Thank you @bruno29a and @takbb
I agree the line breaks would be the possible reason for this.
However, I am using pipe as a delimiter to align with the previously created files (transferred to me).
The configuration is as under:

bruno29a · April 22, 2021, 9:26pm

Hi @pranavgupta , in the Advanced Settings for Quotes, can you try “Always”?

Also, can you try opening the csv from some editor that supports regular expression, and see if you can search for “\r\n\r\n” or “\n\n” or “\n|”, the last one being searching for any breakline before a delimiter. This would tell you what kind of dirty data you have, and you would either correct the data from the source, or play around in Knime to tackle these.

But you need to identify them first.

It is hard for us to provide the exact solution when we can’t see the data…

takbb · April 22, 2021, 9:41pm

In addition, another thing you can try is with the working xlsx file read into excel, can you save it from excel as a csv file, choosing similar settings (e.g pipe delimiter) that you have in knime and then see if that file reads back into excel correctly.

If it does, can you then compare both the knime produced csv, and the one produced from excel and see how they compare at the rows where you are seeing problems.
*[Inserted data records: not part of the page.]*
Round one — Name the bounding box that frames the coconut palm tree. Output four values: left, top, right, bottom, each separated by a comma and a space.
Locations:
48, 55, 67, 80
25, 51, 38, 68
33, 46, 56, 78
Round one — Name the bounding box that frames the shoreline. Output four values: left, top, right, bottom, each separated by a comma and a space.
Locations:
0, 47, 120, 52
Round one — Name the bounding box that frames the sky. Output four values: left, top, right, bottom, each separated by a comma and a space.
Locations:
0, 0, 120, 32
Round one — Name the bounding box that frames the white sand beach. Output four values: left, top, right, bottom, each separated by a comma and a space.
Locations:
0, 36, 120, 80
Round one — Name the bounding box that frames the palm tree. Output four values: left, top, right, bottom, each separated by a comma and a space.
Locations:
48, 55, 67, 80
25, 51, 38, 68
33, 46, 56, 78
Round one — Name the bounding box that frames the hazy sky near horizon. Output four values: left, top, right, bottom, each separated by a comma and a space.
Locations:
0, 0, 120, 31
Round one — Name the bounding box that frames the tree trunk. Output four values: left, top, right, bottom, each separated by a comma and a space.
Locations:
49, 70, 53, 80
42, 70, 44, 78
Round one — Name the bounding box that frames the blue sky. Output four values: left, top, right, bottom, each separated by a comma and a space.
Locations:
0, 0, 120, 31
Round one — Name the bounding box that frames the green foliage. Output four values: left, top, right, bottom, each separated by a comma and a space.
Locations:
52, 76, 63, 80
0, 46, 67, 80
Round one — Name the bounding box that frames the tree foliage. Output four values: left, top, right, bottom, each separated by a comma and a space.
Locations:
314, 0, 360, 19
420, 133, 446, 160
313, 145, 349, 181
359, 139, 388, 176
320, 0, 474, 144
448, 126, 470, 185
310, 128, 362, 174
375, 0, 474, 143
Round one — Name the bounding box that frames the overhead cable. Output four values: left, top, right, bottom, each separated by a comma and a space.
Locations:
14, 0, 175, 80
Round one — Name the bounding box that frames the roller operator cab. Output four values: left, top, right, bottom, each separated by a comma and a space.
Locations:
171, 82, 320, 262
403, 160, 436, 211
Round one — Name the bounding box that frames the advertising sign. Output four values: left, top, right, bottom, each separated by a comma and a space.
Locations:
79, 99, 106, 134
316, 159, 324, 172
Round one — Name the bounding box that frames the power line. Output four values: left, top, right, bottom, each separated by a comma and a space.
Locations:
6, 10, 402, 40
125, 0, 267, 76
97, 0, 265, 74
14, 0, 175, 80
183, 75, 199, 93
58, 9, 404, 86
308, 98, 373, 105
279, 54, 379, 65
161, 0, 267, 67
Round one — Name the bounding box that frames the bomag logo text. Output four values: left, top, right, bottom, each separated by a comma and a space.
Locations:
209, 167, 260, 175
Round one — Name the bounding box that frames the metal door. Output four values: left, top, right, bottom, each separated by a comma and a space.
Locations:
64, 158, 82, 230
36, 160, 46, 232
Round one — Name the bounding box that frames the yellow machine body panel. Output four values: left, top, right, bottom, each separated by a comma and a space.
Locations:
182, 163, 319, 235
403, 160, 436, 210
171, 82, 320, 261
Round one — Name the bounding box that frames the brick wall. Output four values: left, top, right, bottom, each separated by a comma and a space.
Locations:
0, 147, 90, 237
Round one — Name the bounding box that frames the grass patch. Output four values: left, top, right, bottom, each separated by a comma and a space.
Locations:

That difference might tell us something about what is wrong and what, if any, additional config might be needed, or if it’s another problem altogether.

mlauber71 · April 23, 2021, 4:38am

@pranavgupta you could try to use R to write the CSV file and see if there is a different outcome.

CSV files are not ideal when transferring data but I do understand why they are still being used.

Sometimes I used even more excotic characters as separators like the “flattened turtle”

¤

ASCII 164. And you definitely should check for some hidden line breaks in the original data.

bruno29a · April 23, 2021, 11:56am

“flattened turtle” lol, love the name

takbb · April 23, 2021, 12:04pm

Me too… The poor turtle though … Not so much

system · October 23, 2021, 12:05am

This topic was automatically closed 182 days after the last reply. New replies are no longer allowed.